Repeat this process 10 more times, taking one step back while you ask for a “stay” and then one step forward to reward your dog. If your dog gets up before you can reward him, say “oops!” and start again without giving him the treat. Make sure you remember to release the command every time.
Make It Harder
Once your dog can reliably stay while you take one step back, you are going to repeat the same process, gradually taking more steps back and increasing the time period between “stay” and “all done.”
As you add distance, remember to walk all the way back to your dog to treat and reward him every time. You’ll be moving around a lot and ideally your pup will be staying put. If your praise is distracting, just quietly mark the behavior from a distance “yes!” and quickly walk back to your dog before loudly praising and treating him.
Step 3: Add Distractions
Once your dog can stay for 10 seconds or more, you can start to add distractions.
Set your dog up for a “stay” by asking him to “sit” and then “stay.”
Turn your back to your pup and take one step away from him.
Did he stay? Great! mark it and give him a treat and some love! Staying while your back is turned is hard, but so, so important!
If you pup got up as soon as you turned your back, make it a little easier. Try just turning your body slightly and work up to it.
Eventually you can add in more distractions, like taking a few steps away and doing a little dance or some jumping jacks (that one is tough!), or taking a few steps away and turning a corner. As you get more advanced, you can bring out some of his toys and ask him to “sit” and “stay” right next to them. Practice when someone else is in the room. Take it outside and do it in your front yard and then practice in a park (on a leash!) when there are other things going on.
If at any point your pup gets up and breaks the stay, say “oops!” and reset him into a sit. His punishment here is that he did not get the treat or praise from you.
Step 4: Practice in the Real World
Like other commands, you should continue to practice “stay" by incorporating the cue into your daily routine. Asking your dog to “sit” and then “stay” before every meal is an easy way to strengthen the command (and strengthen your relationship). If your dog forgets to stay and lunges for his food bowl, pick it up before he gets to it. Ask your dog to “sit” and then “stay” again. He is only allowed to eat after you release the command by saying “all done!”
You can also practice this in front of an open door that leads to your yard or outdoors. Put him on a leash, ask him to “sit” then “stay” and then open the door. If he starts to move, shut the door immediately and say “oops!” if he stays for several seconds, give him your release cue and allow him to exit the door. Exiting the door, in this case, is his real world reward for a job well done.

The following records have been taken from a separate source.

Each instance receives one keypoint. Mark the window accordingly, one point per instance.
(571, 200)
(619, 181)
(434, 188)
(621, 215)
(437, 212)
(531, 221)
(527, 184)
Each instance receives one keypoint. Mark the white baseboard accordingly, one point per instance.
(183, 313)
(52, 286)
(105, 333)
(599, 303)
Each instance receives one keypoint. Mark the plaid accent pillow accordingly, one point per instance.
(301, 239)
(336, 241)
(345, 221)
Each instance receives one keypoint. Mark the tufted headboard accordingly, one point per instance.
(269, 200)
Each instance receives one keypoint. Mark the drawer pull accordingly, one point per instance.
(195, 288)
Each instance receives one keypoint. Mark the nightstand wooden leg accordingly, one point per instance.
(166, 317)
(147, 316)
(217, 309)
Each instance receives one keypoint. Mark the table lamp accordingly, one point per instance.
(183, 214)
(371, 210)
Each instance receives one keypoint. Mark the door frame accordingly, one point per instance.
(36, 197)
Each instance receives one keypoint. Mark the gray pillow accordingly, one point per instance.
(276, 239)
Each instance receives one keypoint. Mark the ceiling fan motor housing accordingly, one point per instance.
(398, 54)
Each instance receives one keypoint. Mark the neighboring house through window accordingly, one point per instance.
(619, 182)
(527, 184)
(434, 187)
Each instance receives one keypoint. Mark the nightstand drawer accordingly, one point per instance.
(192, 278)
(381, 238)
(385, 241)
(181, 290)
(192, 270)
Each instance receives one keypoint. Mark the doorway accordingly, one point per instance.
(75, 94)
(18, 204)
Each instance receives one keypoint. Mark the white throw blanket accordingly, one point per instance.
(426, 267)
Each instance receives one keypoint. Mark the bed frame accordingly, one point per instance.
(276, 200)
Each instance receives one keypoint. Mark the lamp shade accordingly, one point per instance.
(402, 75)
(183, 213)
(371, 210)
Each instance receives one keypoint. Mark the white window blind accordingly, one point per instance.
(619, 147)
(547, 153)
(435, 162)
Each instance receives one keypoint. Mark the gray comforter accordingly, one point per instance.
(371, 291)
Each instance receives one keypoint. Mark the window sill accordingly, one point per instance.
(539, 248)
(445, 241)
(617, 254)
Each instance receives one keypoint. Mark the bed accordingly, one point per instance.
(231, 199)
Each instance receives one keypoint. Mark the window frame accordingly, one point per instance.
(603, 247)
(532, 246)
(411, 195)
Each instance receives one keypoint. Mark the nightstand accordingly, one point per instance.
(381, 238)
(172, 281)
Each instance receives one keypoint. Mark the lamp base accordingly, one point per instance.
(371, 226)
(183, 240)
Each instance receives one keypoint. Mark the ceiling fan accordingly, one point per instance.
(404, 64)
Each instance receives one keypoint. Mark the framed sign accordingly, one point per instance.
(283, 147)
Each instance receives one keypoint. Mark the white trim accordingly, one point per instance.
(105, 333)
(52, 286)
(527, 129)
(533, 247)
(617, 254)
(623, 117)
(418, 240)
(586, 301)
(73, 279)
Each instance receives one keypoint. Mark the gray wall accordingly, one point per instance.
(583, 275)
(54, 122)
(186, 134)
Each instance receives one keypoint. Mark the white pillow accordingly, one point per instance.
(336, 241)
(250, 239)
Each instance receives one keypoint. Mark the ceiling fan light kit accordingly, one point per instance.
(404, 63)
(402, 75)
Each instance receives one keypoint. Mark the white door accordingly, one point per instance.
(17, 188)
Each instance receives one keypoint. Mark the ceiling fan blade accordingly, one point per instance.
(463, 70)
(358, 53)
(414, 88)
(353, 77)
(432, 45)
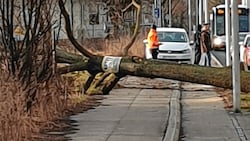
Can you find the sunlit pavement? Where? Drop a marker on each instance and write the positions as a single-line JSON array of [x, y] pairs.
[[130, 113]]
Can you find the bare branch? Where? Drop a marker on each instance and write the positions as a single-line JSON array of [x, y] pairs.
[[69, 31]]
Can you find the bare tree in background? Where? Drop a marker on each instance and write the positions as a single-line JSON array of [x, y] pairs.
[[26, 41]]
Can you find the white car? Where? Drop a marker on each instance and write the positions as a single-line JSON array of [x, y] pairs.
[[175, 45]]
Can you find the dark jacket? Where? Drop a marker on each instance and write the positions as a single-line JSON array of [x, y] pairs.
[[205, 41], [197, 39]]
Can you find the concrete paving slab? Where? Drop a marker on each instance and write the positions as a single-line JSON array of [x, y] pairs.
[[133, 138], [125, 114], [140, 128]]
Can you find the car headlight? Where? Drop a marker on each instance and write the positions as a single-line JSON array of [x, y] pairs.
[[217, 41], [186, 51]]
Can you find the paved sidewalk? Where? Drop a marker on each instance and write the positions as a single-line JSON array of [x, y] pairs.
[[205, 119], [128, 114]]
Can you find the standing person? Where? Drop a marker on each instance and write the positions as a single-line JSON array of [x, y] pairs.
[[206, 45], [197, 39], [153, 41]]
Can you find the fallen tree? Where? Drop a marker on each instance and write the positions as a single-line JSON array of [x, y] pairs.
[[220, 77]]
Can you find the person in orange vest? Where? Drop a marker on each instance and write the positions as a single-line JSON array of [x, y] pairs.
[[153, 41]]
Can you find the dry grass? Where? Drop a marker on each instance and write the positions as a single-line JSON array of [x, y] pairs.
[[55, 99]]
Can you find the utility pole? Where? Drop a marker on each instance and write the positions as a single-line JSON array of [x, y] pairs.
[[196, 13], [205, 5], [160, 13], [189, 19], [228, 33], [236, 63], [170, 12]]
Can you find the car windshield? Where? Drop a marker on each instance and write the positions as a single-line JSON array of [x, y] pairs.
[[172, 36], [242, 37]]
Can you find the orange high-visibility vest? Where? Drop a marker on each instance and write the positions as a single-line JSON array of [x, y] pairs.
[[153, 41]]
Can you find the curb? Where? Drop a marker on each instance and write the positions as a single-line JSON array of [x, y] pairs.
[[173, 130]]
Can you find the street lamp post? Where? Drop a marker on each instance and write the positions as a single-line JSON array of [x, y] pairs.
[[236, 63], [189, 19], [170, 12]]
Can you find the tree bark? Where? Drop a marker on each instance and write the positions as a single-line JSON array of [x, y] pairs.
[[220, 77]]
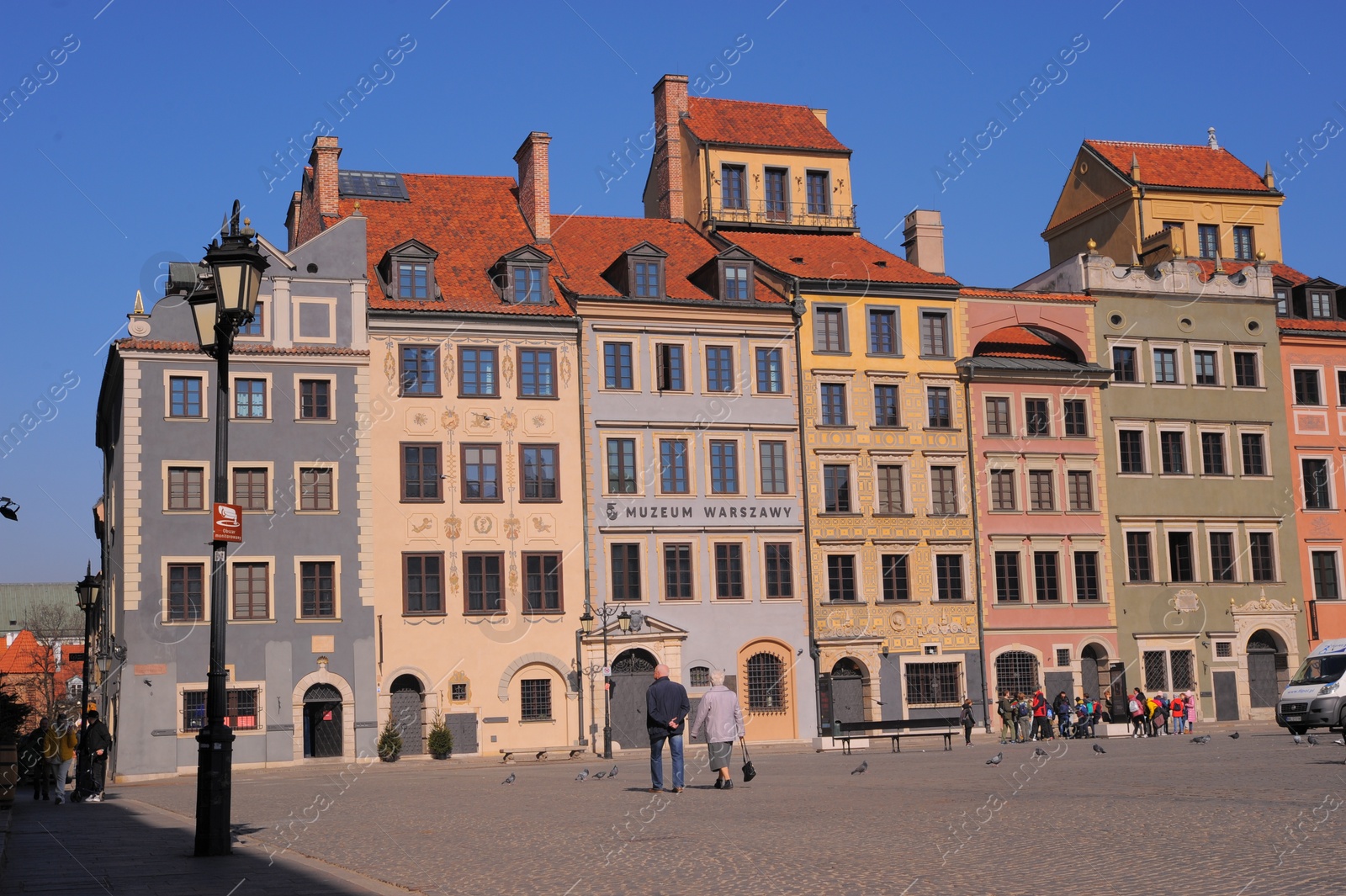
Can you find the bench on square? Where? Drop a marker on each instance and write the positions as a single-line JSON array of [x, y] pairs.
[[895, 729], [542, 755]]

Training Tips & Common Problems
Keep sessions short and remain upbeat. While your dog is getting the hang of “stay” remember to celebrate each time he holds his position, even if it’s just for a few seconds.

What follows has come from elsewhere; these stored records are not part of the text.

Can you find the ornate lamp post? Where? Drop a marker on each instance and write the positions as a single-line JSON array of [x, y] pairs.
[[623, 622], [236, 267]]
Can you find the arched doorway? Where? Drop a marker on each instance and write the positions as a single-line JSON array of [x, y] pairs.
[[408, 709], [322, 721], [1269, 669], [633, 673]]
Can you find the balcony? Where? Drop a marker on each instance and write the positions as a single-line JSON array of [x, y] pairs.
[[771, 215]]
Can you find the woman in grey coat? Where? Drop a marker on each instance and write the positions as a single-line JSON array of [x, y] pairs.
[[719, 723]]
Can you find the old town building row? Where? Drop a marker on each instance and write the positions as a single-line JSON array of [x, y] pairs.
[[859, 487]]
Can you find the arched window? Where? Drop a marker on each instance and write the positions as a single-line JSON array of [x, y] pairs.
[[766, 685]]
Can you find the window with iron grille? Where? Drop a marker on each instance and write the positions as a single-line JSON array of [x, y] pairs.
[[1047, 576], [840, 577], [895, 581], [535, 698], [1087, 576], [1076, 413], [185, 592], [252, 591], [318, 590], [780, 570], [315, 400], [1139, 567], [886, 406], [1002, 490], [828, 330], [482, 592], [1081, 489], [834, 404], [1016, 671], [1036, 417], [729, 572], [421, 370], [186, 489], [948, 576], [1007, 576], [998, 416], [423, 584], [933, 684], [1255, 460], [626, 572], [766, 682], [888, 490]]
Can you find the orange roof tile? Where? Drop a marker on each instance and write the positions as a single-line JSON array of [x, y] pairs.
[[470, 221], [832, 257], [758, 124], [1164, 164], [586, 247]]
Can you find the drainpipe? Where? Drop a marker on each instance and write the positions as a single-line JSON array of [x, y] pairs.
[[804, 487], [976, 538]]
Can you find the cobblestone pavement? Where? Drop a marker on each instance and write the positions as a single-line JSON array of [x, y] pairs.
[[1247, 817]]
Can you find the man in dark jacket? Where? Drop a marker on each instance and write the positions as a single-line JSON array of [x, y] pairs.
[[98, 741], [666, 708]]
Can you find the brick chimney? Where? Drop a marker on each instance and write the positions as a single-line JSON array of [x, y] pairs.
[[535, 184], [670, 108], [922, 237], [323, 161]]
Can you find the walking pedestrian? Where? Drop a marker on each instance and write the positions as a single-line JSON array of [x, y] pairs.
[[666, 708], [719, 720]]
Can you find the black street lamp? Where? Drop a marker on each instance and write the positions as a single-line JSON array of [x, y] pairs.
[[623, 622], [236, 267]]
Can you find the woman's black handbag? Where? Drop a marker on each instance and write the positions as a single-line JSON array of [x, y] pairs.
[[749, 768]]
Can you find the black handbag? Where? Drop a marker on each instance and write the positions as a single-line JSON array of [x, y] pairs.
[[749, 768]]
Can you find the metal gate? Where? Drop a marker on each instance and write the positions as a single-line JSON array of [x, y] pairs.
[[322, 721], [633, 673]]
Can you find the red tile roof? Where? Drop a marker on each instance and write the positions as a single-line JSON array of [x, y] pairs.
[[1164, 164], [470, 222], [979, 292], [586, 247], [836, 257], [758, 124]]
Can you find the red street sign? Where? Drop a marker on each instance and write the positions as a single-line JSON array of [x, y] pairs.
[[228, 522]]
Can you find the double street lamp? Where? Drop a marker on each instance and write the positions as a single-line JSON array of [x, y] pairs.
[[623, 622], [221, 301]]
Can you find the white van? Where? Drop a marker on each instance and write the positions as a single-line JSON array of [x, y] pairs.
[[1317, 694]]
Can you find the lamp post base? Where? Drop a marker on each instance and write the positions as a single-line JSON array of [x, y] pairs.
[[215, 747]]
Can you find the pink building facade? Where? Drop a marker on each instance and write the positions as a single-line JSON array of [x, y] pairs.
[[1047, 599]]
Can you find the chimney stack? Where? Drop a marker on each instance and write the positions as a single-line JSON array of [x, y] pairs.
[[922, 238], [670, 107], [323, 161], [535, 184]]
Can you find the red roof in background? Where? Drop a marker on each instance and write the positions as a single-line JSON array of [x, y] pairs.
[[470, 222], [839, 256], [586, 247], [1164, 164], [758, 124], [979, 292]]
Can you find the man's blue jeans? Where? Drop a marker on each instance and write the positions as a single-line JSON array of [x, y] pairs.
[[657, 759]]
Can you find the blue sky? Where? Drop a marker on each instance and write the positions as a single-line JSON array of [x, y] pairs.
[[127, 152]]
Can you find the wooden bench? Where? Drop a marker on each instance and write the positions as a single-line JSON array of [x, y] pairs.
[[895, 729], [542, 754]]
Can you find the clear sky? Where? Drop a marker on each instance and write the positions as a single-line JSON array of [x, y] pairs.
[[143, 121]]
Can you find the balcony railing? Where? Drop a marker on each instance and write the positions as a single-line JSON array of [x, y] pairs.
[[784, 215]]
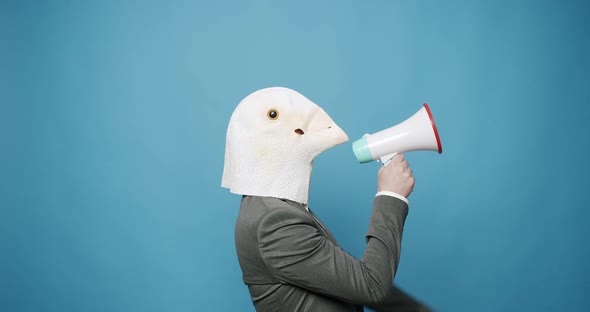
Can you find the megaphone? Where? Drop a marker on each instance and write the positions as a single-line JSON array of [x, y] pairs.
[[415, 133]]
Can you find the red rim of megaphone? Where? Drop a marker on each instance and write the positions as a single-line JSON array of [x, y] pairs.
[[434, 128]]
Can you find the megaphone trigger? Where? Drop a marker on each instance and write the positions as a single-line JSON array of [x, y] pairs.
[[385, 160]]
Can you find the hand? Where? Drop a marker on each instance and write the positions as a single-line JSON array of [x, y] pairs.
[[396, 177]]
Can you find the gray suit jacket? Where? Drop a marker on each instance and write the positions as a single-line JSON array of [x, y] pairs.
[[291, 262]]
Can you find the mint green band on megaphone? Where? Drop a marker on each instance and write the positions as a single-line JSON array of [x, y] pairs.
[[361, 150]]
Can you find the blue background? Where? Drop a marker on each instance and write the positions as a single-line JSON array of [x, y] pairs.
[[113, 119]]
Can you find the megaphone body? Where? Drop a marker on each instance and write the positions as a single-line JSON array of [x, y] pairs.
[[416, 133]]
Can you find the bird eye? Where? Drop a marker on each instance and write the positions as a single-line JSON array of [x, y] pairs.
[[272, 114]]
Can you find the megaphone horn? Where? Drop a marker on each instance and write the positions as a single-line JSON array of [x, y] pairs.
[[417, 133]]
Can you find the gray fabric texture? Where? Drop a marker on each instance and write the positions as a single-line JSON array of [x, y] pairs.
[[291, 262]]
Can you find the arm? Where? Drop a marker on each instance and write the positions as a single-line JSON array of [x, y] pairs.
[[296, 253]]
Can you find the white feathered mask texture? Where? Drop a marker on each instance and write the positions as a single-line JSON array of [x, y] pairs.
[[272, 138]]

Speaking of a few seconds, don’t ask for too much from your dog when you are just starting! If you can see that he’s about to get up from his “stay” because he’s fidgeting or looking around, quickly mark it “yes!” before he gets up. You want to give your pup as many wins as possible!

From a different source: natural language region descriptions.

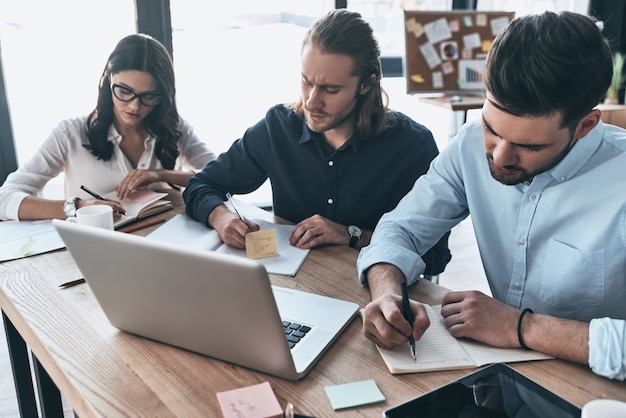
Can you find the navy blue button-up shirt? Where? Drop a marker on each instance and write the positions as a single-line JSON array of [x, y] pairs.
[[353, 185]]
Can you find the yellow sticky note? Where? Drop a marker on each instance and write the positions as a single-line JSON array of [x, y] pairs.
[[414, 27], [261, 244]]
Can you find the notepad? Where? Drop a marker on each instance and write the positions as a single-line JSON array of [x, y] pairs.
[[20, 239], [140, 204], [439, 350], [183, 231], [256, 401], [348, 395]]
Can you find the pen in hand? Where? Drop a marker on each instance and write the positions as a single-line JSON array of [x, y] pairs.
[[97, 196], [408, 315], [229, 197]]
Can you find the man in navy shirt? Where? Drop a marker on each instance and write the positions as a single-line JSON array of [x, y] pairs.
[[337, 159]]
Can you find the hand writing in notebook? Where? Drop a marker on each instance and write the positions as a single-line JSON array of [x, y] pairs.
[[383, 318], [230, 224]]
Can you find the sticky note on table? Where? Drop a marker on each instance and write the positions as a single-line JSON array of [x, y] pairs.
[[256, 401], [261, 244], [353, 394]]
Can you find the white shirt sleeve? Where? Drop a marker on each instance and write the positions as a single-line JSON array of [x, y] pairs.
[[607, 347], [30, 178], [194, 152]]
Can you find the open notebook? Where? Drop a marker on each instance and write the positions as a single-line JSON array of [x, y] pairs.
[[439, 350], [183, 231], [140, 204]]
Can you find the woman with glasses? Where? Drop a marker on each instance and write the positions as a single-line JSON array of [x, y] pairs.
[[133, 138]]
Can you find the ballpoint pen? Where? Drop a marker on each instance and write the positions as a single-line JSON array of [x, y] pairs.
[[229, 197], [408, 315]]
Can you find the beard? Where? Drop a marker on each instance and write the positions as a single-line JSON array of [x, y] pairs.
[[519, 174]]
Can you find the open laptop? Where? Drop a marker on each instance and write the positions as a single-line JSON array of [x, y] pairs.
[[219, 305]]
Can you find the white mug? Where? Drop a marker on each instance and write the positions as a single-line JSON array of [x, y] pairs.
[[604, 408], [100, 216]]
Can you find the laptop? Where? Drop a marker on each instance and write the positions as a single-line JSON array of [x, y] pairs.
[[218, 305]]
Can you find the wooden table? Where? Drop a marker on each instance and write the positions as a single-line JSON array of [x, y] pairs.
[[457, 107], [102, 371]]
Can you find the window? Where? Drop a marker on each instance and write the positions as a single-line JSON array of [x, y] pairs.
[[53, 54]]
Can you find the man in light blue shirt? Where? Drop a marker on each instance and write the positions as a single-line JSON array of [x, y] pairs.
[[545, 183]]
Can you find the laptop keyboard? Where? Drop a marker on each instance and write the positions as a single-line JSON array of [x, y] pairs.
[[294, 332]]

When you are building up duration, vary the length a bit. Don’t just continuously make it longer and harder! Your pup may think he failed at something if it keeps getting harder and harder. When your pup holds his first 10 second stay, only ask for 3 seconds the next time, and then go for another 10 after that.
If your dog isn’t getting it, go back to the last sequence that he was able to do and practice that. Build on his skills slowly. Continue to practice short distances and short durations until your dog has this command down cold. Repeat the same sequence many, many times before you add anything or make it harder.
Once your dog becomes an expert at staying, you don’t need to give him a treat every single time, but be generous with the treats in his first year of training. And continue to always praise your dog for a job well done.